I’m late to the game with this post from satirist Andy Borowitz, “Hillary Considers Dropping 2016 Bid After Reading One-Star Reviews on Amazon, but it made me laugh aloud. “Secretary Clinton said that she was “shattered” to discover that dozens of people had apparently purchased her book on its first day of publication, read all six hundred and fifty-six pages in one sitting, and judged the finished product so unsatisfactory that it only merited one star on Amazon.”

Clinton, of all people, must be thick-skinned by now (she’s been a cherished target for decades) but authors of all sorts, successful, struggling, aspiring, award-winning, do take those one star reviews to heart–even when it’s pretty clear that the review has little bearing on the work at hand.  Or is part of a “vast right wing conspiracy.” But, as we all know, an unjust attack is not as bad as a trenchant criticism that fillets a work on reasonable grounds.  Those are worse, and writing demands a baseline conviction that what you’ve produced is worth sharing.  Bad reviews and rejections can shake that conviction, but writers know (or must remind themselves) they need to soldier on.

So, what’s your best advice on dealing with a bad review? Would a lascerating review prompt you to give up your run for the nation’s highest office (or similar dream?)

6 Responses to Single Star Blues

  1. I actually wrote about this on a crime fiction site called Do Some Damage this week, (I appoint my husband as troll buster to filter my reviews), but with that said, I also heard something very interesting from one of the top publicists in book publishing. She told a story about how a blogger had given one of her authors a one-star review. The author thanked the reviewer for reading and said she hoped the reviewer would like her next book better. As it turned out, the reviewer loved the author’s next book and gave it five stars. But here’s the rub — the book that had received the one star sold like mad and the one that had received five stars? Not so much.
    That’s a good example for authors to keep in mind when they receive a one star review. After all, my goal as a writer is to be the best writer I can be and to get my books into as many hands as possible.

  2. Cyn says:

    As no stranger to bad reviews, my first step is ignoring them. When that fails, which it usually does in a moment of weakness, I google my favorite books and read the one-star reviews of them. All books, even the classics, have their haters. Authors can’t escape or control bad reviews; the only thing you can control is the quality of the next book you write, so get on that instead.

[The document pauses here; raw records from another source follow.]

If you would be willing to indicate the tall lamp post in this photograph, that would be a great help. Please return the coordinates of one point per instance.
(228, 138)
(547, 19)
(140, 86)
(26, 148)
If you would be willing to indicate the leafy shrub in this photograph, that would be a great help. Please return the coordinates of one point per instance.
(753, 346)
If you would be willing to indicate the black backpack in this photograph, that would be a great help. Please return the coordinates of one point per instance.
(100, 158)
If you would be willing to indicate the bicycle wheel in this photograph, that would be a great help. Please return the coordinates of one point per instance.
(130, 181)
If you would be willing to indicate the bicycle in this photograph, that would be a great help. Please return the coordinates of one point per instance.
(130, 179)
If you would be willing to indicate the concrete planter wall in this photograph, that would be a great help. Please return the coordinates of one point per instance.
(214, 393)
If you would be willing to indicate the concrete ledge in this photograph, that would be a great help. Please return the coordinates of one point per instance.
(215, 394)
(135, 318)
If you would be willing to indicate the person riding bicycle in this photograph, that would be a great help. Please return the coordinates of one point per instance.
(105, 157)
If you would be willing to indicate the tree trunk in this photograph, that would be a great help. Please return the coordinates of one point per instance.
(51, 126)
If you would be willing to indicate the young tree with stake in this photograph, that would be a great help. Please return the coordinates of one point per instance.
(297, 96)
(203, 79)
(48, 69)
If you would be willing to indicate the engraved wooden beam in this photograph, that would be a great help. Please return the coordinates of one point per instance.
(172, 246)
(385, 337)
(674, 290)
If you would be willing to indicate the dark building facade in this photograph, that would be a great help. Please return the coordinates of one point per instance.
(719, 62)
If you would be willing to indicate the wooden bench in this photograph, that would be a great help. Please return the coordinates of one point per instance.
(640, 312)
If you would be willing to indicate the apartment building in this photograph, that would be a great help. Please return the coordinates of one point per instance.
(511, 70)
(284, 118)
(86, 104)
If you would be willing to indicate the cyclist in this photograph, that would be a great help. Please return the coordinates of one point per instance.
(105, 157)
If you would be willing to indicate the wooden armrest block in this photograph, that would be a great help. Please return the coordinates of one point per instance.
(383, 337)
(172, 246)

  3. Katie Newingham says:

    I hope Hillary doesn’t give up. No one can attentively read and process 600+ pages in a day. She has overcome so much in life and is prepared for this hard role – though she will face more scrutiny.

    Having never had an official bad review, yet, I can’t speak to this issue, but I don’t write reviews: good or bad. I mean I tweet the good stuff. My opinion is only one and I wouldn’t want my thoughts to negatively affect someone’s work. That said, don’t give up! <~ note to self.

  4. Depends on the review… there are some that are easy for me to discount because a)some reviewers just don’t like anything, b)the reviewer was predisposed to dislike the book for whatever reason or even c)the reviewer is confusing my book with one of the other half-dozen ones she or he read in one sitting, in one night. That’s happened. Twice.

    (I also got this once: “stupid wrting and lazy didnt like AT ALLL!!”)

    On the other hand, if I get consistent reviews that point out a particular flaw (or several of them), then that’s something to think about. At this point I’m pretty aware of what people liked about my debut and what they didn’t like, and I’m taking all of that into account as I write my next one…

  5. D. C. DaCosta says:

    Pfft. As long as the reviewer paid for the book, you’ve got your money and all is well.

  6. John Adams says:

    Please, don’t anybody tell her about GoodReads.